By George Meneshian
Special to the Mirror-Spectator
Many argue that the international system is undergoing structural change. The weakening of traditional hegemonies, the rise of regional powers, and the resurgence of geopolitical competitions have all disrupted the strategic status quo from the Indo-Pacific to the Eastern Mediterranean. In this new context, multilateral cooperation formats are no longer optional but essential. As states confront increasingly complex threats, shifting alliances, and overlapping spheres of influence, they are seeking new groupings that combine efficiency with political coherence. One of the most promising emerging alignments is the quadrilateral involving France, Greece, Armenia, and India, a format rooted in shared democratic values, security concerns, and political objectives. What has begun as a series of bilateral and trilateral initiatives must now evolve into a strategic synergy.
The growing convergence among these four states is not coincidental. It partially arises from the need to respond to the increasingly assertive Turkey–Azerbaijan–Pakistan axis, which has matured into a strategic bloc with growing military, economic, and diplomatic coordination. This trilateral format has demonstrated its operational capacity and regional ambitions, most clearly in the aftermath of the second Nagorno Karabakh war (2020), and continues to project influence beyond its immediate geography. In this setting, the France–Greece–Armenia–India format provides a natural and necessary counterbalance, one that is already being considered at the policy level.

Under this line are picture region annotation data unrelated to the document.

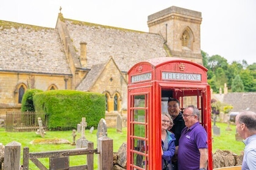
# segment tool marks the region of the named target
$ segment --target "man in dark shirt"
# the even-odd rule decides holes
[[[175,138],[176,138],[175,141],[176,151],[172,162],[175,168],[174,169],[178,169],[177,153],[179,149],[179,140],[180,137],[181,131],[185,126],[182,112],[180,112],[180,106],[179,100],[174,98],[169,98],[167,104],[168,113],[172,118],[174,123],[170,131],[174,134]]]

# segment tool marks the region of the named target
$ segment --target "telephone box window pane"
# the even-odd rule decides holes
[[[133,111],[133,121],[145,122],[145,110],[135,109]]]
[[[134,135],[140,137],[145,137],[145,125],[134,124]]]
[[[134,165],[144,168],[144,169],[144,169],[146,165],[146,157],[144,155],[138,154],[137,153],[133,153],[133,160]]]
[[[136,95],[134,96],[134,103],[133,107],[146,107],[145,104],[145,95]]]

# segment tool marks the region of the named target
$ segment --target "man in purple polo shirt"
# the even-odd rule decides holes
[[[188,106],[182,114],[186,127],[179,141],[179,170],[205,170],[208,165],[207,134],[199,123],[199,110]]]

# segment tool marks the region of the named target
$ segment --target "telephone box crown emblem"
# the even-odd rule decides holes
[[[180,71],[185,71],[185,68],[186,66],[185,66],[182,63],[180,63],[180,66],[179,66]]]
[[[140,65],[138,69],[139,73],[141,73],[142,72],[142,69],[143,69],[143,67],[141,65]]]

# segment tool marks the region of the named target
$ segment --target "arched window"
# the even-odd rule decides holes
[[[118,97],[117,94],[114,97],[114,110],[117,111],[118,109]]]
[[[106,111],[108,111],[108,96],[107,96],[107,93],[105,93],[105,104],[106,104]]]
[[[188,27],[183,30],[180,40],[182,47],[188,47],[193,50],[192,46],[194,41],[194,35],[190,27]]]
[[[25,93],[25,88],[23,85],[21,85],[19,88],[19,99],[18,103],[21,103],[22,98]]]

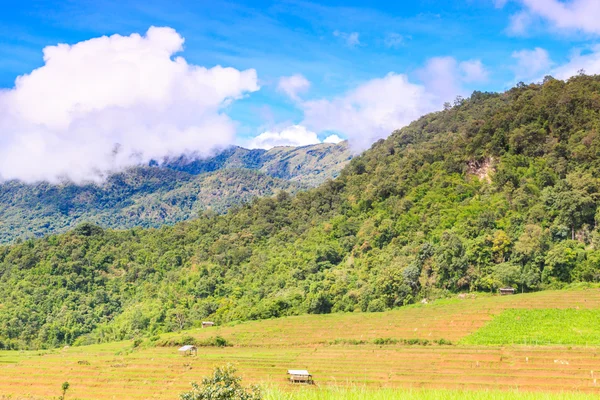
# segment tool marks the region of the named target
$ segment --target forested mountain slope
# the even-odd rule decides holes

In March 2024, Greek Defense Minister Nikos Dendias publicly acknowledged the potential of a quadrilateral cooperation format in the defense sector involving Armenia, Greece, France, and India. His remarks are not merely speculative. They reflect a broader consensus forming among policy and scholarly circles that such a grouping is both viable and needed.

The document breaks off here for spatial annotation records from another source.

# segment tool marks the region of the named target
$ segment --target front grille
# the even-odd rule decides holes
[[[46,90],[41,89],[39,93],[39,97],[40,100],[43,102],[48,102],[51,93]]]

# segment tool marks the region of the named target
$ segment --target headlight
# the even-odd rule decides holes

Armenia, at the heart of this potential format, is repositioning itself. Long reliant on Russian security guarantees, Yerevan has begun to reduce that dependency not only because of Moscow’s declining credibility, but also due to the urgency of modernizing its defense posture amid Azerbaijani pressure. Armenia has rapidly expanded its security cooperation with India, France, and Greece. India has become Armenia’s principal arms supplier, providing advanced artillery systems, anti-tank weapons, air defense platforms, and drone countermeasures. France has delivered armored personnel carriers and CAESAR artillery systems, while Greece has revitalized and institutionalized its long-standing bilateral military ties, through joint drills and multiple defense agreements. Plans for Greece to transfer Russian-origin air defense systems to Armenia further underscore this new trajectory. Armenia is also exploring participation in Greece’s Hellenic Center for Defense Innovation (ELKAK) and is engaging in industrial defense cooperation that would have been politically unthinkable a decade ago.